№ C август 2001 г.
Олег
Носков
Дым
без огня
(Являются ли патриоты носителями державного сознания?)

К сожалению, мы
слишком упрощаем картину нашего кризиса, полагая, что виной всему -
тлетворное влияние чуждых идеологий. Однако, как показывает нынешняя
действительность, печальный опыт минувших десятилетий так ничему и не
научил нас: национальное самоубийство продолжается. Поэтому резонно
задать вопрос: а не являемся ли и мы, радетели русской державности и
православия, носителями той болезни, которую приписываем исключительно
нашим оппонентам-западникам? Являются ли современные русские патриоты
державниками по духу (а не по рассудку)? И чтобы ответить на
поставленный вопрос о духовной сущности нынешних державников, необходимо,
прежде всего, выяснить, какова сущность самого державного духа, а также
какова сущность того, что державным духом не является и даже абсолютно
ему противоречит.
У истоков всех
великих цивилизаций стоят особые натуры - энергичные и жертвенные.

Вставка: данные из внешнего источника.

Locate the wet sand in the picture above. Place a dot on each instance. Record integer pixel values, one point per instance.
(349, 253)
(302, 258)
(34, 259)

Именно
благодаря их, по сути дела, подвижнической деятельности в обществе создаётся
что-то великое, достойное восхищения. А что такое великая цивилизация,
как не та же держава? Основная черта истинного державника - это жертвенность,
то есть способность бескорыстного отречения от своих личных преходящих
интересов во имя каких-либо высших целей. А это будет ничто иное, как
подвижничество в его чистом виде. Таким образом, любая держава
является закономерным результатом подвижнической деятельности, а по
существу - воплощением некоей идеи, служение которой воспринимается
как высший смысл существования. Именно на этом поприще выражает себя
державный дух.
Коротко сущность
державного духа можно обозначить как экспансию, или волю к расширению
и утверждению. Становление любой державы - это всегда выход вовне, за
локальные, местные границы. Так, маленький город Рим, подчиняя соседние
города и народы, постепенно становится центром огромной империи. Или,
например, небольшое Московское княжество, расширяя свои владения, становится
в итоге могучим государством - Россией. Впрочем, много примеров приводить
не нужно, ибо всё это хорошо известно. Главное, на что нужно обратить
внимание, - это соответствие между видимыми социальными процессами и
процессами невидимыми, психическими. То есть, каждый человек, обладающий
качествами подвижника, стремится инстинктивно вырваться за пределы обыденных
границ, перешагнуть через порог известного и предсказуемого: путешественник
стремится попасть в неизвестные земли, воин стремится сразиться с незнакомым
противником (то есть с таким, с которым он ещё не сталкивался), мыслитель
стремится постичь глубокие тайны, художник стремится творить новые образы,
политик стремится испытать себя в рискованном предприятии (то есть опять-таки
на поприще чего-то неизвестного). И когда народ, пусть даже очень небольшой,
настроен на этот лад, он с успехом преодолевает свою "фольклорную"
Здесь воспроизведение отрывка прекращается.